Scalable applications with Gearman

By Dobrica Pavlinušić on March 24, 2011 3:45 PM | No Comments | No TrackBacks

If you talked with me in last years or so, you probably heard me mention queues as new paradigm in application development. If your background is web-development, you probably wondered why are they important. This blog will try to explain why they are useful and important, and how you can make your app scale, even on same box.

Problem was rather simple: I needed to make monitoring which will pull data from ~9000 devices using telnet protocol and store it in PostgreSQL. Normal way to solve this would be to write module which first checks if devices are available using something like fping and then telnet to each device and collect data.
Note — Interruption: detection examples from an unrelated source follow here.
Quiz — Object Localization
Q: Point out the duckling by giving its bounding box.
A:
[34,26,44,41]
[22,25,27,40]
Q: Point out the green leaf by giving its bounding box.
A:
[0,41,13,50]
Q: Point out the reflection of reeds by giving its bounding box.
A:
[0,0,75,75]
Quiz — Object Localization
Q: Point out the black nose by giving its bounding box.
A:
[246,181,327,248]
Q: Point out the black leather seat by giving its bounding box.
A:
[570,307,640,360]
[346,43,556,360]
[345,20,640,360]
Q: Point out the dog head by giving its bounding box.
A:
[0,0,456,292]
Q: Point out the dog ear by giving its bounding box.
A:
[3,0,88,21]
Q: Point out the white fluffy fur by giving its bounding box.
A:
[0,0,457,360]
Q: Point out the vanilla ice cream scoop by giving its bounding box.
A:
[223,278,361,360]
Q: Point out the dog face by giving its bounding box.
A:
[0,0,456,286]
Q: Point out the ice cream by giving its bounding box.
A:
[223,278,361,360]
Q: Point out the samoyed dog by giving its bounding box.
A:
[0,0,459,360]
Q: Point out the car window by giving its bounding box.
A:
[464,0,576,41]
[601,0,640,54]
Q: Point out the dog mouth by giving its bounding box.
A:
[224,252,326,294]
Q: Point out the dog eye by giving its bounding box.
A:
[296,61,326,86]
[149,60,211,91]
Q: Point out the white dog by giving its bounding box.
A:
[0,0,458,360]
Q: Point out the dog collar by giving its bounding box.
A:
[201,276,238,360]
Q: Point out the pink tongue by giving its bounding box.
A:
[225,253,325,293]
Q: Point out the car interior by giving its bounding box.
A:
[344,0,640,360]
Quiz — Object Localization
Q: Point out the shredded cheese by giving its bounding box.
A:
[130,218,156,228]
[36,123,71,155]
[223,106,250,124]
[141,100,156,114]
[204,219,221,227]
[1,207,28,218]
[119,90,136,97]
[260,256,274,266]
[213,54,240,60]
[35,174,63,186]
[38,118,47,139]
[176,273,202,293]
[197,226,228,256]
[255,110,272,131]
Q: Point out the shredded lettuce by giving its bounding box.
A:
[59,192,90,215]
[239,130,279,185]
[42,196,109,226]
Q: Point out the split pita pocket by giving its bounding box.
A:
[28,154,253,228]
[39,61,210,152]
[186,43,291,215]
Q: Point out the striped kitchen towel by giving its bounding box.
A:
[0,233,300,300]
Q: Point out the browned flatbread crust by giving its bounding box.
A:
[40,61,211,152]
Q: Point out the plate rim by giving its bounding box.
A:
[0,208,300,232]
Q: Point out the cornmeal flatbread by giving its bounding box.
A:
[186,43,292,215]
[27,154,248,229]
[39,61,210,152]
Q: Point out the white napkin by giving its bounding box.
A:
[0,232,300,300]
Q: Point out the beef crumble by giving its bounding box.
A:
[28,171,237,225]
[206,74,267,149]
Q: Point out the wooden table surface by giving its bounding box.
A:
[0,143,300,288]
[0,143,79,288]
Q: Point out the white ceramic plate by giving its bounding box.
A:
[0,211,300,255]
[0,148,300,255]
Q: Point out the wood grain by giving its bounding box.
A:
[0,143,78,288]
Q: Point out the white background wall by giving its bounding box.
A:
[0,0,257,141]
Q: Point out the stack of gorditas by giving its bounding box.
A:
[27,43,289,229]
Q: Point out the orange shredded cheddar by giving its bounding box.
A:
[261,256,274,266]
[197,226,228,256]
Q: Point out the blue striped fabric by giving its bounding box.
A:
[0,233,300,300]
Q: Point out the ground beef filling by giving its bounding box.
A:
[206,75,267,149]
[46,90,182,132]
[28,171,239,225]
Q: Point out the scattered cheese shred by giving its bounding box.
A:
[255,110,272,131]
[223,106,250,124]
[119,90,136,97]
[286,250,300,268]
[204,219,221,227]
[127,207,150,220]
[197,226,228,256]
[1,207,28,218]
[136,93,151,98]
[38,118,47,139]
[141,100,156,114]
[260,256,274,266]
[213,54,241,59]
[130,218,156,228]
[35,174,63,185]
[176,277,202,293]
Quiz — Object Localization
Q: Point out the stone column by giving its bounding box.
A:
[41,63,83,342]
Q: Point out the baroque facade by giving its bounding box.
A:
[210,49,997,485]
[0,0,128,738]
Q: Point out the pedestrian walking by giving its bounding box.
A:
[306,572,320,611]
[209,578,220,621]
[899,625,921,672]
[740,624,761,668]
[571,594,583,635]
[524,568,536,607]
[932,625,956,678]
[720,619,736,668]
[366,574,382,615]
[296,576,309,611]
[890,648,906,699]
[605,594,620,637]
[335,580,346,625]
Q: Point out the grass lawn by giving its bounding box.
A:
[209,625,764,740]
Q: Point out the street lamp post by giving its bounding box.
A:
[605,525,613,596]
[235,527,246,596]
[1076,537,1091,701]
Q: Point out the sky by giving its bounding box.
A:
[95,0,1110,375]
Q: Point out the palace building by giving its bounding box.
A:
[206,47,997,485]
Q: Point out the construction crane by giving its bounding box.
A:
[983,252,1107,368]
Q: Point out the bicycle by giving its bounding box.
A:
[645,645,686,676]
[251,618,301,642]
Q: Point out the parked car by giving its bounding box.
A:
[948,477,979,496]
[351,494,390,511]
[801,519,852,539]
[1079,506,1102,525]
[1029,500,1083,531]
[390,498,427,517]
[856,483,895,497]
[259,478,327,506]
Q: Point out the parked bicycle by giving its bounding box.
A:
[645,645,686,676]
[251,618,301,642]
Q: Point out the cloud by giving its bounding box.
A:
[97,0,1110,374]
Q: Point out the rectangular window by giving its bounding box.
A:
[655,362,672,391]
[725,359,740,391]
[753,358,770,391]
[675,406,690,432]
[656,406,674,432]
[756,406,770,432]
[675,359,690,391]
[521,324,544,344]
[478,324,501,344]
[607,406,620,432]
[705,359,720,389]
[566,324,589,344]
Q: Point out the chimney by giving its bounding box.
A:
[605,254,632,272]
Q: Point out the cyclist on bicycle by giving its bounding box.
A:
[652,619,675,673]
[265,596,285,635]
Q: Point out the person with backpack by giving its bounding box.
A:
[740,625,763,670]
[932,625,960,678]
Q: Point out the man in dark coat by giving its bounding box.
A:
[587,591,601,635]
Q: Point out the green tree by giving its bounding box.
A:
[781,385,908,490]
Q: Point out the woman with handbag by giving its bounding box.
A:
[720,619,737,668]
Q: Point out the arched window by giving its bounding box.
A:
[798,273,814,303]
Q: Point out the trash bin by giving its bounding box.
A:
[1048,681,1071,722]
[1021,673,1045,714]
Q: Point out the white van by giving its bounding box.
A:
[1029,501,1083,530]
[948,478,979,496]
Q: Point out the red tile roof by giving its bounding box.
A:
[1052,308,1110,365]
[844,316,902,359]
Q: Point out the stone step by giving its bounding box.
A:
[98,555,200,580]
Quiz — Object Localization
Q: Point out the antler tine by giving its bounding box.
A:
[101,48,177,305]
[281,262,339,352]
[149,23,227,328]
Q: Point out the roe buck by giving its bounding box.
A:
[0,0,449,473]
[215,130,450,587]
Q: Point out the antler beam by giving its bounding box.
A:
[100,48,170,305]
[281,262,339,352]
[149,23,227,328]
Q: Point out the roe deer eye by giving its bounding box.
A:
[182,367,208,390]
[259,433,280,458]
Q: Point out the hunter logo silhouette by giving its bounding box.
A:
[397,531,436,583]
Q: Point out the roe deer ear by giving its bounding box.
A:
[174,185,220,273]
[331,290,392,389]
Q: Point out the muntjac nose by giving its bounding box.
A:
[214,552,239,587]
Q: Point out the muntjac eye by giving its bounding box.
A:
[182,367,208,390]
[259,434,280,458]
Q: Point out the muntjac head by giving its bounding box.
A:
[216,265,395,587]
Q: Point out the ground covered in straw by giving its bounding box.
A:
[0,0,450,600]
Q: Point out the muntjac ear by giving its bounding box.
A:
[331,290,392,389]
However, that would involve careful writing of puller, taking care of child processes and so on. This seemed like doable job, but it also seemed a bit complicated for task at hand.

So, I opted to implement system using Gearman as queue server, and leave all scaling to it. I decided to push all functionality in gearman workers. For that, I opted to use Gearman::Driver which allows me to easily change number of workers to test different configurations. Requirement was to pull each machine in 20-minute intervals.

Converting existing perl scripts which collect data into gearman workers was a joy. At first run (with 25 workers) it took 15 minutes to collect all data. Just by increasing number of workers to 100 we managed to cut down this time just over 1 minute. And that's on single core virtual machine (which makes sense, since most of the time we are waiting on network).

For web interface, I decided to use Mojolicious. But, to make it work with Gearman, I write MojoX::Gearman which allows me to invoke gearman functions directly from Mojolicious. In fact, all functionality of web interface is implemented as Gearman workers, even querying database :-)

Migration of Informix UNL dump files using SQL

By Dobrica Pavlinušić on February 23, 2011 11:18 PM | 1 Comment | No TrackBacks

I had an interesting problem at my hand today: a directory with Informix dump in UNL format from which I had to extract data for migration into new non-relational system (into MARC format and not into NoSQL, btw). Idea was simple: let's import dump back into relational database, write SQL queries which produce data and use that. However, SQL standard doesn't really allow us to relax and expect everything to work. In fact...

Step 1: import into PostgreSQL

First idea was to use my favorite database, PostgreSQL and import data into it. First problem was schema file which used DATETIME HOUR TO MINUTE which i decided to convert into TEXT. There was another column with only date, so I will have to mungle this using SQL anyway.

But then I hit several roadblocks:

ERROR:  insert or update on table "xxx" violates foreign key constraint "xxx_fkey"
ERROR:  invalid input syntax for integer: ""
ERROR:  invalid input syntax for type date: ""
ERROR:  value too long for type character(xx)
ERROR:  date/time field value out of range: "13.02.1997"

They are all somewhat worrying for system which maintains your data, but I couldn't really influence quality of data in dump files from Informix, so I decided to try something which is more relaxed with errors like this...

Step 2: relax import using MySQL

Well, most of invalid input syntax should be ignored by MySQL, however:

ERROR 1074 (42000) at line 55: Column length too big for column 'xxx' (max = 255); use BLOB or TEXT instead

was a show stopper. I really don't want to hand-tune schema just to create throw-away queries to export data.

Step 3: SQLite - it takes anything!

In the process, I learned that I can't really blindingly import data, and that format has backslash on end of line for multi-line values, so I decided to write a small perl script which will import Informix UNL dumps directly into SQLite.

I'm generating INSERT INTO table VALUES (...) SQL directly, so you could easily modify this to run on some other database or just produce SQL dumps. For speed of import, I'm creating temporary database in /dev/shm. This helps sqlite3 to be CPU bound as opposed to disk-bound for import operation, and whole database is just 50Mb (UML dumps are 44M so it's very reasonable).

Not bad for less then 100 lines of perl code: working Informix UML loader into SQLite!